Es así que, desde ese mismo informe, plantearon que la composición del crecimiento de 2025 plantea interrogantes sobre su consistencia intertemporal. “Una expansión apoyada en sectores primarios y en la intermediación financiera implica una generación de divisas y de ingresos fiscales más volátil, al tiempo que reduce el aporte de los sectores transables con mayor encadenamiento productivo. En este marco, la sostenibilidad del esquema económico queda crecientemente vinculada a la dinámica financiera”, ampliaron.

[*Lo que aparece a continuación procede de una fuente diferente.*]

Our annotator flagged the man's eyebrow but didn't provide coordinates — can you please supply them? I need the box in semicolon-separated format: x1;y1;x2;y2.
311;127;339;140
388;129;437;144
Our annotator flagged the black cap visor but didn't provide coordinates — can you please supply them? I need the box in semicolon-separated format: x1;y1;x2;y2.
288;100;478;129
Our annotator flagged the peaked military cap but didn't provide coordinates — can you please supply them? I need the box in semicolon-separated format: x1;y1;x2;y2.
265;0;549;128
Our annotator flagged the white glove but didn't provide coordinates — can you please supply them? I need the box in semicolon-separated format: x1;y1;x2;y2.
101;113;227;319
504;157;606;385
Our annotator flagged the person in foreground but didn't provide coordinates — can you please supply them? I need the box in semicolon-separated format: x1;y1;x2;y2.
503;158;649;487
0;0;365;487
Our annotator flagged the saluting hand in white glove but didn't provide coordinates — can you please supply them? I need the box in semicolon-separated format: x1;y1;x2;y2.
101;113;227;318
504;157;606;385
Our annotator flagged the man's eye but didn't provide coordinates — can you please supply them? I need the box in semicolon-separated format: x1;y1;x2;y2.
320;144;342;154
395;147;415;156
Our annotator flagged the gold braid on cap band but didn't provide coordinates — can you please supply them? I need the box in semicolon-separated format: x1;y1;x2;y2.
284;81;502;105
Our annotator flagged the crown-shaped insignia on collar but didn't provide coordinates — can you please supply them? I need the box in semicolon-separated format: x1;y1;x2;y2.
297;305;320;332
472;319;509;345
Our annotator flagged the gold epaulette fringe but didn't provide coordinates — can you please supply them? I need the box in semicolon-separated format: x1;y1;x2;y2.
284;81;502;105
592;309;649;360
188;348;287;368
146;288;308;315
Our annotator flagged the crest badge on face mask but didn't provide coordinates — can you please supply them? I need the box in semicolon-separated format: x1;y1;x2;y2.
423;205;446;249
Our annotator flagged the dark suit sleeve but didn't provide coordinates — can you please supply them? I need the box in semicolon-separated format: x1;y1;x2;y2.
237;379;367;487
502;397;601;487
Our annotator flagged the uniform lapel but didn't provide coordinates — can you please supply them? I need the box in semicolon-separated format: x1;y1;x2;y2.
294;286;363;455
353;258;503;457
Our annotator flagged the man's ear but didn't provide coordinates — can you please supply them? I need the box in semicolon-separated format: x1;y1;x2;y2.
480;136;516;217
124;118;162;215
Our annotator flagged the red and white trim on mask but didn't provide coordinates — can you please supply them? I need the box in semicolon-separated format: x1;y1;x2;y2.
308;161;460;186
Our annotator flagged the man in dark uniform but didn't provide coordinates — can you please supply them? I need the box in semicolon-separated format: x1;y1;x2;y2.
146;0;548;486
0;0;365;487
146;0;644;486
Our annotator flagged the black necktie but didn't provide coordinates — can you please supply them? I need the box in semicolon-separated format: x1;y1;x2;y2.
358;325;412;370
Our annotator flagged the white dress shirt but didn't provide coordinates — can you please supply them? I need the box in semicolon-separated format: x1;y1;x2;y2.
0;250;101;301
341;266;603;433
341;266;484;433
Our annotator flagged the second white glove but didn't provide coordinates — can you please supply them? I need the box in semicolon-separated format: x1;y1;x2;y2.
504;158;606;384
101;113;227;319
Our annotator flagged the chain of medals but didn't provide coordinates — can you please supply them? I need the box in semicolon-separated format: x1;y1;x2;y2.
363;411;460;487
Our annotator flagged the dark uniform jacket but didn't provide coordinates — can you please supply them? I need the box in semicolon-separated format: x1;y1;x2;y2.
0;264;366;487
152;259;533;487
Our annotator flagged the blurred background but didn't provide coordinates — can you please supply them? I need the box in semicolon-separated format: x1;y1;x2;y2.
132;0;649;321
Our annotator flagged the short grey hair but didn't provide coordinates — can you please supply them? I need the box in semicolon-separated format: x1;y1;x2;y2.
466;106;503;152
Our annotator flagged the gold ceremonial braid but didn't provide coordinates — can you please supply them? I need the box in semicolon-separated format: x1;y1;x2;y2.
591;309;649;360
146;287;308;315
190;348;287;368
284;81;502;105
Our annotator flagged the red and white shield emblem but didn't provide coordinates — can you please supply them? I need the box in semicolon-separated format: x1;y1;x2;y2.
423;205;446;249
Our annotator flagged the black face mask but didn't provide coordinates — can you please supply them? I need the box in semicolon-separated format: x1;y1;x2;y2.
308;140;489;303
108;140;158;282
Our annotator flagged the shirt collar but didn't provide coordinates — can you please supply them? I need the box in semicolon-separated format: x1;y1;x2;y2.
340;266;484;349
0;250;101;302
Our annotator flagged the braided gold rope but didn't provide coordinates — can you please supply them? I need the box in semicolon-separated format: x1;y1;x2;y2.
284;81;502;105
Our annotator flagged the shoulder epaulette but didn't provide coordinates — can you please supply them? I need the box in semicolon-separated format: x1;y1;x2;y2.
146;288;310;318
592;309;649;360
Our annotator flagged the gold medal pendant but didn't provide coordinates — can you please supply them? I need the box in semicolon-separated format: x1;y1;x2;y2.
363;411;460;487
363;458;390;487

Importaciones de bienes finales ya son más altas que en la convertibilidad
Otra de las aristas que se desprende del último dato del EMAE, retomada por el Centro de Estudios Económicos del Banco Provincia, es que mientras la actividad creció en 2025 un 4,4%, las compras al exterior lo hicieron en 24,6%, es decir, multiplicaron por cinco el ritmo de expansión de la economía. Esto implica que casi duplica la relación histórica (tres a uno).
“Esta aceleración implica el desplazamiento de producción local por importada más que una preponderancia de la primera sobre la segunda en un mercado local que se amplía: la actividad industrial cerró el año pasado casi 11% por debajo de los niveles de mediados de 2023, en tanto que el comercio solo quedó 5% por debajo”, explicaron desde el mismo informe.